What Policy as a Platform (PaaP) Offers INEC

“PaaP reframes electoral reform as a continuous, standards driven governance system.

Applied to the electoral process, PaaP would:
• Establish minimum national readiness thresholds for power, connectivity, cybersecurity, and device integrity
• Enable gradual, geographically sequenced deployment rather than a risky nationwide switch
• Align law, operations, technology, and dispute resolution into one coherent electoral platform
• Institutionalise transparency and auditability as design features, not post election explanations

“Under PaaP, elections are treated as engineered systems, not improvised events.

What Results as a Service (RaaS) Delivers

“RaaS shifts national focus away from how quickly results appear, towards how credibly they are produced.

For electoral administration, RaaS would:
• Treat each polling unit result as a verified service output with defined checks and validation stages
• Prioritise reconciliation, traceability, and audit trails before public visibility
• Reduce disputes by strengthening confidence in process rather than accelerating announcements
• Measure success by acceptance and legitimacy, not by transmission speed

In democratic governance, trust is built on proof, not on immediacy.

ADSC Advisory Position

“Nigeria does not need to abandon electoral technology. It needs to respect the order of reform.
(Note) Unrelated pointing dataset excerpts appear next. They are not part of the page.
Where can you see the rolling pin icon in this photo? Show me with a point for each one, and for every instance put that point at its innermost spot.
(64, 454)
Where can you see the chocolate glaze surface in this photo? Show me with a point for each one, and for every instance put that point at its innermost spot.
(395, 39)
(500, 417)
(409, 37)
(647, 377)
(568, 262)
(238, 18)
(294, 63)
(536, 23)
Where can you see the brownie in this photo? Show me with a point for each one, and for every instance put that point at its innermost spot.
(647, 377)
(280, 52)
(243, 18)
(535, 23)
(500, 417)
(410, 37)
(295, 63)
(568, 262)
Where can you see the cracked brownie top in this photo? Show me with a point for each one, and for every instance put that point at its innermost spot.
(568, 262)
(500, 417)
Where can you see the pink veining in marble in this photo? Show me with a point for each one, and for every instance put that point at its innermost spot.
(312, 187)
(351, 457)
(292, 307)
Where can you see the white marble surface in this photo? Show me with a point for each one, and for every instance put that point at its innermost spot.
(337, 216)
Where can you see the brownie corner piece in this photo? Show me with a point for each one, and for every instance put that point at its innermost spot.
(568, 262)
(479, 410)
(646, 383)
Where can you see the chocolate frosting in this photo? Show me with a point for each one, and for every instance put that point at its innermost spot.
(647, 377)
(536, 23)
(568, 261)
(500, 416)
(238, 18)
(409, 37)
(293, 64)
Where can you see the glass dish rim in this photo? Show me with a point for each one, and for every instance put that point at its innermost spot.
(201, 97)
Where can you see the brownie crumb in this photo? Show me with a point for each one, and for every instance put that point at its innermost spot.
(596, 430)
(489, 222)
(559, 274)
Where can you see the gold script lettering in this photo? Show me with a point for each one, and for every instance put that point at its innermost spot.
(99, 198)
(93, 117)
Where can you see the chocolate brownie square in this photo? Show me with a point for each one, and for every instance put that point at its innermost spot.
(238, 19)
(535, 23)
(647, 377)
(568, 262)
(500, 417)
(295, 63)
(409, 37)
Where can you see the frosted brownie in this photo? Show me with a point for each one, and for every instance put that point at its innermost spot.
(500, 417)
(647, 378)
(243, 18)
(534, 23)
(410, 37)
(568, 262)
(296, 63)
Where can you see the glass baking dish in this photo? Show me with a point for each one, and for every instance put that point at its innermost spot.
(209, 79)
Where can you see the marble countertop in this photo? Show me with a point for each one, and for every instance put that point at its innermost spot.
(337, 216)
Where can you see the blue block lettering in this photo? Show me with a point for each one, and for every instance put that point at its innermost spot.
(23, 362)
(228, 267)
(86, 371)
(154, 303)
“Infrastructure must come before automation. Verification must come before visibility. Trust must come before speed.

“Until foundational gaps in power, connectivity, cybersecurity, operational discipline, and legal coherence are addressed, real time electronic transmission of results should remain a medium term objective, not an immediate mandate.

“Electoral reform must be deliberate, inclusive, and system ready.

“That is how democracies endure, he added.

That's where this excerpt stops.